The larger question that remains was best put into words by Steve Kornacki this morning:

That's the galling thing -- if Paul is the victim here, why isn't fingering the culpable party something that consumes him? I think we can reasonably speculate that most people, if faced with a similar controversy, would move heaven and earth to clear their good names. Paul has, in the recent past, said that he takes "moral responsibility" for these writings, but this seems to be the bare minimum of effort that one puts forth when one just wants to close the chapter. It's old news...I want to put it behind me...it's time to move on...these are the sorts of things that professional athletes say at the press conference they stage after they've been caught knocking their wives around.

Whether or not Paul is ultimately responsible for these writings, it remains a yawning vacuum into which responsibility must be poured. At the moment, Ron Paul is the only person who can fulfill this responsibility, and simply repudiating the contents of the newsletters and asking everyone to move on is clearly not cutting it.
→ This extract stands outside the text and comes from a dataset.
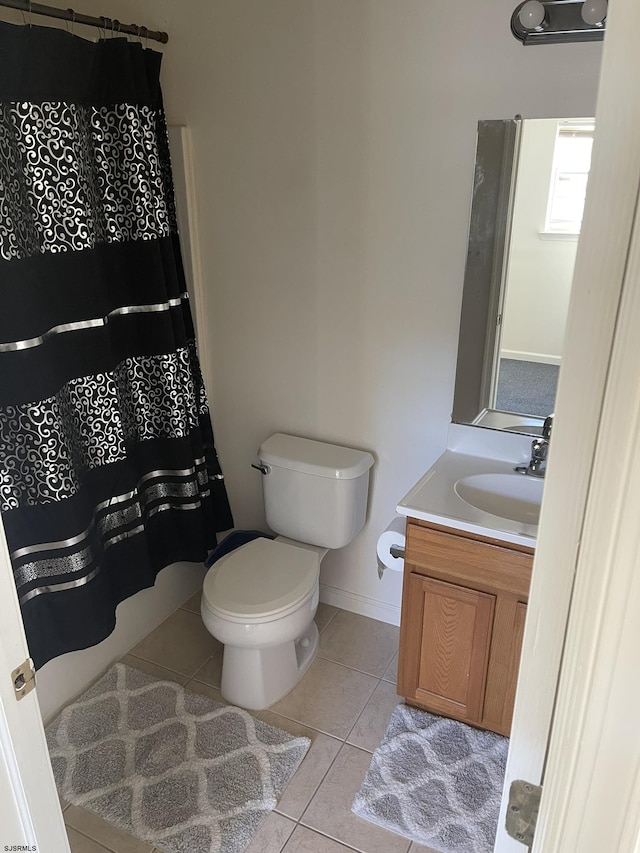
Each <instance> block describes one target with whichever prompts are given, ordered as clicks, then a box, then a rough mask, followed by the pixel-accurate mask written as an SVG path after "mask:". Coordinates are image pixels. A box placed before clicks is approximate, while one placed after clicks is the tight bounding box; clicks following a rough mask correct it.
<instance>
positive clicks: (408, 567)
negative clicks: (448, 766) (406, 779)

A suggestion, then: let's allow that these newsletters are a product of journalism -- bad, irresponsible journalism -- that their publisher must now responsibly retract. To my mind, the best way to go about this is a three-step process. First, you explain, in chapter and verse detail, what the controversy involves -- you literally narrate what happened. Second, you explain, as best as you are able, how it came to pass that this bilge ended up in newsletters bearing your name. Third, you detail as fully as you can your step-by-step strategy for ensuring that it never happens again.

And perhaps the fourth part of the process is that you accept that even after a full explanation, you maybe don't restore your tarnished credibility. Nevertheless, Paul has treated this matter as an object that appears in his rearview mirror, rather than stopping to face it head-on. He ought to give it a try.